Aku menghela napas saat sudah berada di atas panggung. Tangan kananku terjulur melepas mikrofon dari stand mikrofon, sedangkan pandanganku sesekali kuedarkan ke arah penonton di depan sana. Aku menggigit bibir bawahku sambil menunggu rekaman musik diputar.
Satu detik.
Dua detik.
Hingga sampai ke delapan detik aku masih mematung dengan keringat dingin, menunggu musik terputar. Beberapa anak menjerit, mengeluh kenapa aku hanya diam seperti orang bodoh. Hingga bola mataku tidak sengaja bertemu pandang dengan nenek peyot Stela.
Dia beridiri di kerumunan banyak orang bersama geng-nya. Stela tersenyum mengejek ke arahku sambil bersedekap, mungkin senang melihatku seperti orang bodoh dan berharap dipermalukan banyak orang. Melihat itu aku hanya bisa mengepalkan tangan kiriku.
Aku menghela napas mencoba sabar lalu menoleh ke samping panggung, berharap teman Verlia memutar rekaman musiknya. Namun, tidak ada tanda-tanda musik akan terputar. Aku meringis sambil kembali menoleh ke arah panggung dengan tatapan frustasi, aku rasa keberanianku kembali hilang entah ke mana.
Detik berikutnya aku bisa melihat Sila. Dia berdiri di keramaian penonton lain, memandangku sambil menautkan ke dua tangannya di bawah dagu, seperti sedang berdoa untukku.
"Hei kenapa lama sekali. Ayolah dimulai!"
"Kenapa sih, kok malah diem?"
Aku bisa mendengar jeritan beberapa penonton. Beberapa lagi ada yang berbisik-bisik karena melihat reaksiku yang hanya diam seperti orang bodoh. Rasanya aku ingin menangis dan lenyap saja!
Aku kembali menelan ludah susah, apa lebih baik aku memundurkan diri dan berkata 'Teman-teman. Maaf saya tidak bisa tampil. Seperti yang kalian tahu saya di sini mengantikan adik saya, Eline. Maka dari itu saya tidak bisa tampil karena tanpa persiapan.' lalu aku akan terkekeh seperti orang bodoh dan orang-orang akan meneriakiku 'Huuuuu' atau beberapa orang akan melepaskan sepatunya untuk melemparku, membayangkan saja membuatku bergidik ngeri. Oh astaga, kenapa jadi seperti ini?!

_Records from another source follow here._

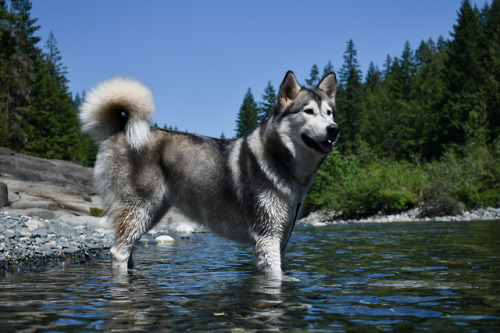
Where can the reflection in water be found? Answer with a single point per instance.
(408, 276)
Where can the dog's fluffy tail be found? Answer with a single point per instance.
(115, 105)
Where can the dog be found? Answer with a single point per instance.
(249, 189)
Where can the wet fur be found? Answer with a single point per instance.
(247, 189)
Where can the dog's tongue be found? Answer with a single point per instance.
(326, 147)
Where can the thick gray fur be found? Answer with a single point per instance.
(247, 189)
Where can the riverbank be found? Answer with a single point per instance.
(31, 243)
(321, 218)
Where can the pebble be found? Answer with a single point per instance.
(321, 218)
(31, 241)
(164, 239)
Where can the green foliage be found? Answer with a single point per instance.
(37, 113)
(351, 189)
(463, 181)
(266, 107)
(247, 119)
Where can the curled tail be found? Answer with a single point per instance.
(116, 105)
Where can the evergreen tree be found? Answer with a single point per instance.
(247, 119)
(373, 77)
(17, 72)
(328, 69)
(313, 80)
(266, 107)
(349, 99)
(430, 88)
(490, 43)
(465, 110)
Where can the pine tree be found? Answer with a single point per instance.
(373, 77)
(313, 80)
(266, 107)
(247, 119)
(429, 91)
(490, 43)
(17, 72)
(349, 99)
(328, 69)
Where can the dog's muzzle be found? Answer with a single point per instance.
(324, 147)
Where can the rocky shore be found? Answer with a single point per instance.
(46, 209)
(322, 218)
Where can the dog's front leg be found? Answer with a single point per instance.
(268, 256)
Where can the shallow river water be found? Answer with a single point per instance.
(340, 278)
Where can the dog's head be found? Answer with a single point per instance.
(306, 116)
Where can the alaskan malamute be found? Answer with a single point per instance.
(249, 189)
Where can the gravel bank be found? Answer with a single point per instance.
(321, 218)
(27, 243)
(30, 243)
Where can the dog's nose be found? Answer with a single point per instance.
(333, 130)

Sekali lagi aku mengedarkan pandangan, mungkin aku harus benar-benar mengundurkan diri. Hingga tanpa sadar aku mengangkat mikrofon. Aku berdehem sebelum bicara. "Teman-teman---"
Aku menghentikan ucapanku, sedangkan dahiku berkerut saat penonton memekik kegirangan. "Wow Kak Lucaaaas!"
"Kak Lucaaaas aku padamu."
Aku mengikuti arah pandang penonton. Di sana Lucas tengah menaiki tangga panggung, berjalan santai kemudian duduk di depan piano yang memang sudah ada sejak tadi. Aku menghela napas lega.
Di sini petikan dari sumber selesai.